HOW LEADERSHIP EXPERTS SEE THE FUTURE OF WORK AND BUSINESS TRENDS CHANGING IN 2024 AND 2025

HOW LEADERSHIP EXPERTS SEE THE FUTURE OF WORK AND BUSINESS TRENDS CHANGING IN 2024 AND 2025

From what leadership experts are saying, much is changing across the world of enterprises and non-profits. What does the future of management look like as we enter 2024, 2025 and beyond, however? Putting the question to the field’s most seasoned leadership experts, it becomes clear that executives will need to navigate increased complexity in business, technology, and globalization. While challenging, consulting futurists see this accelerating pace of change as an opportunity to strengthen organizational resilience.
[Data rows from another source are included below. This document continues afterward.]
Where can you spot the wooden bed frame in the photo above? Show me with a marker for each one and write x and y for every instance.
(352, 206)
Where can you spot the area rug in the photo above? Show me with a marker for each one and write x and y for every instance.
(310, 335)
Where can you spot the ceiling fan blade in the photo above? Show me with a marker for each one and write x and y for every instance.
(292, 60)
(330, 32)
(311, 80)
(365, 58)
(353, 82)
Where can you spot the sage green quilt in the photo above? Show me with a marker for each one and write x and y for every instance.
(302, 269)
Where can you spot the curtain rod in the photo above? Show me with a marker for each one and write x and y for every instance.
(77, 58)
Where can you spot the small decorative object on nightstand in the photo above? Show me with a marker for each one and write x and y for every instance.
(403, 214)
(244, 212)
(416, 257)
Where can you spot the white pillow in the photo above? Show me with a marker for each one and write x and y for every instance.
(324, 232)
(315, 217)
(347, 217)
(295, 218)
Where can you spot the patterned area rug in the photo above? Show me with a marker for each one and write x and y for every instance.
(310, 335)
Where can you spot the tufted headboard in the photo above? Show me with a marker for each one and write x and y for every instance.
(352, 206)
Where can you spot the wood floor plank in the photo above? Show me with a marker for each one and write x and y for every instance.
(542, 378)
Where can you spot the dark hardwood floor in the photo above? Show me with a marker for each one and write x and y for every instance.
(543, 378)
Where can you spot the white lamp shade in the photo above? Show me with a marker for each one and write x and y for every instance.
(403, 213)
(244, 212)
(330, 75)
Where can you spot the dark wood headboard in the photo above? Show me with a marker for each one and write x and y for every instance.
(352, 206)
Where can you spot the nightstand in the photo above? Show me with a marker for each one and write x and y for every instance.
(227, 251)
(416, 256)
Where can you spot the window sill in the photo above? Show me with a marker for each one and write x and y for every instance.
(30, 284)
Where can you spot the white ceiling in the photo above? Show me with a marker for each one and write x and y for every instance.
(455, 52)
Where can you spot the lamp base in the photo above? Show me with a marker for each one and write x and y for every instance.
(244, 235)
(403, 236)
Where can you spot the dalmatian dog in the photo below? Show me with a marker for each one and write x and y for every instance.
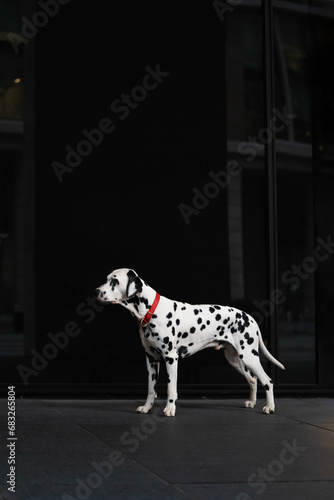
(172, 330)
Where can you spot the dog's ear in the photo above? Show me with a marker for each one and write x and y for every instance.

To that extent, it bears noting that a multitude of leadership experts predict decentralized, cross-functional teams will become more mainstream. As younger digital native employees enter the workforce, companies will shift from rigid hierarchies to fluid networks where skills, data insights, and ideas can be more readily shared. For instance, one leading voice in the space argues that the right people paired with good ideas can drive an organization forward fast, and that leaders should invite input from all levels. He advises developing what he calls a “Culture of Disciplined People Who Engage in Disciplined Thought and Take Disciplined Action.”

The industry’s most accomplished leadership experts also expect stakeholder demands around sustainability and social impact will intensify. In a recent Global Leadership Forecast, Chief Research Officer at Development Dimensions International (DDI), Tacy Byham, Ph.D. found that nearly 80 percent of leaders surveyed reported being pressured to take action on environmental and social issues. Byham suggests integrating green operations and product lines while ensuring diversity, equity, and inclusion in internal strategies. Leadership expert and Wharton Professor Stephanie Creary notes that talking about values will not suffice – leaders must back words with demonstrable action.
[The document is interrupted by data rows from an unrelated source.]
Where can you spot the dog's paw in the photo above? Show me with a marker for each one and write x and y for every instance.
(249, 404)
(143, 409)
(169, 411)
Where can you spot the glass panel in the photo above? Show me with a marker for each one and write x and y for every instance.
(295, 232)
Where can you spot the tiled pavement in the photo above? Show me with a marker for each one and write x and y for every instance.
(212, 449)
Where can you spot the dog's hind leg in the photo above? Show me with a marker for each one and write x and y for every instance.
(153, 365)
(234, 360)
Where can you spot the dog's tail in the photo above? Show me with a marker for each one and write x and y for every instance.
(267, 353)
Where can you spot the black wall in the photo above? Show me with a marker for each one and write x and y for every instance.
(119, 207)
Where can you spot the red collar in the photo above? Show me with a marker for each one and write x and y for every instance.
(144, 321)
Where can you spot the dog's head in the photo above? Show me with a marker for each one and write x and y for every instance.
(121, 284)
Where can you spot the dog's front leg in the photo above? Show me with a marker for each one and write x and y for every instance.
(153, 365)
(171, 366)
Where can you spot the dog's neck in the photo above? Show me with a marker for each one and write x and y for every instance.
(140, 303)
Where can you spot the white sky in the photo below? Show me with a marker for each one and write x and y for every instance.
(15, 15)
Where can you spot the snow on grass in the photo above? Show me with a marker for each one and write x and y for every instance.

As technology continues advancing at warp speed, top consulting pros further emphasize the acute need for AI governance and ethics skills. Author of Human/Machine and leadership expert John Havens observes that bias embedded within algorithms and automated systems already negatively and disproportionately affect marginalized groups in society. Havens argues leaders should mandate ethics training and perform impact assessments on technologies before deploying them at scale in business.
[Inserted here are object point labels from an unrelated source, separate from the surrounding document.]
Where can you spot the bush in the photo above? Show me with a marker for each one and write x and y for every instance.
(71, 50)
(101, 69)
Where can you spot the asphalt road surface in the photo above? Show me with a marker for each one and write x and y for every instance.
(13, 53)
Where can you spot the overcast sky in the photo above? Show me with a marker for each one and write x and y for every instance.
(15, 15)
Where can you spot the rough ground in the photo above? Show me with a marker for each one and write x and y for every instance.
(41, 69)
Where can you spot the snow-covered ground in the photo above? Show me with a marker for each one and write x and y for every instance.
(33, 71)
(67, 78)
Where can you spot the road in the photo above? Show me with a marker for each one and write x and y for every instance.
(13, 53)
Put the pieces together and what you discover is that leadership experts stress that leaders should embody agility, empathy, cultural awareness, systems thinking and a commitment to lifelong learning in our age of complexity and volatility. Former CEO and C-suite advisor Margaret Heffernan puts it this way: “The mechanical model of business is largely exhausted because markets, customers, supplies and politics are inherently unpredictable. Leadership means embracing uncertainty as the new normal.”